In July, the Yawp! Company went to Breckenridge.
Because it's summer time in the shop, this blog is an entire Yawp! Company trip behind. This post will therefore be more picturebook than storybook. But here are some details:
On Friday we rode Kenosha Pass to Jefferson. You can read about our experience on this trail on Blackriver HERE.
On Saturday we climbed up the Colorado Trail, which ran right past our campsite. This 4-mile climb was tough, to say the least. Was it worth it? Yes, it was. The shred-fest went on for a long, long time. There's no such thing as a descent that lasts for too long, but this one was almost long enough. Almost. We threw in a loop on Blair Witch and then descended the Colorado Trail down to the highway. (There are two trees on Blair Witch that are exactly 780mm apart, by the way, so you can knick both ends of your handlebars at the same time. Thrilling!)
We rode the bike path South into Breckenridge, and then climbed up toward the ski area to catch Peaks Trail. You can read our write-up about the awesome Peaks Trail on Blackriver HERE.
(I had to leave this trip early in order to go to Saddledrive, which you can read all about HERE.)
That's it. That's the whole trip. Although I want to tell you about a dream I had.

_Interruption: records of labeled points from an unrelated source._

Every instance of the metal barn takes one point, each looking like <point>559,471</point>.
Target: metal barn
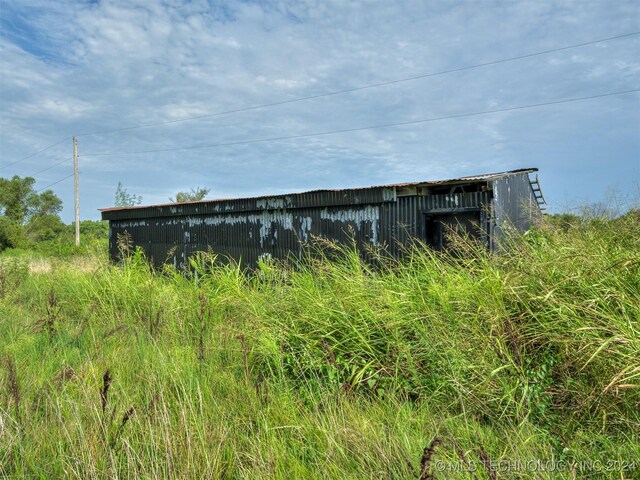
<point>390,216</point>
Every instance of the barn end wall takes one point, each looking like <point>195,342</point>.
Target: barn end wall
<point>515,207</point>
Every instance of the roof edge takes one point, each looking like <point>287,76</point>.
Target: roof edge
<point>482,177</point>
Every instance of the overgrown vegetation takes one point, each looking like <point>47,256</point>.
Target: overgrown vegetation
<point>29,221</point>
<point>522,365</point>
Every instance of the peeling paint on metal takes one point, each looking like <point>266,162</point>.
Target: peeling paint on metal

Right before this trip I dreamed I was driving over an overpass. I cut an arc across a city that was as claustrophobic, endless, and dirty as the city in Blade Runner. As the automobile banked through the turn, the dream changed and the automobile was gone. The overpass became a slide. I became subject to the slide for a long time, sliding down steep sections and around disorienting corners until the open slide became a tunnel, flushing me onward until suddenly it deposited me in a field.
I've heard it's unusual to see your feet in dreams, but looking down I saw my toes submerged two inches in a clear stream. I felt mud between them.
Wildflowers grew amongst the tall grasses and appeared and disappeared as the wind stirred flora. The city was barely apparent on the horizon. The feeling that my arrival in this place produced in me is difficult to describe; suffice it to say I am still moved now thinking about this dream.
I understood in the dream that the city was where I lived but the field was my home. I understood I was going to spend my life in that city and that I was going to die in it.
In the dream I desperately did not want that to be my future. I wanted to remain in the field.
Even in the dream I didn't expect life to be all play and no work, but being asked to give up that field in order to return to the city seemed like too much. Then I began to wonder who it was who was asking that.
Then my wife appeared in my dream to tell me I was snoring. I didn't mind because it was so good to see here there in the field.
It was just a dream and like all dreams it ended, but I haven't forgotten that Breckenridge is only an hour's drive away.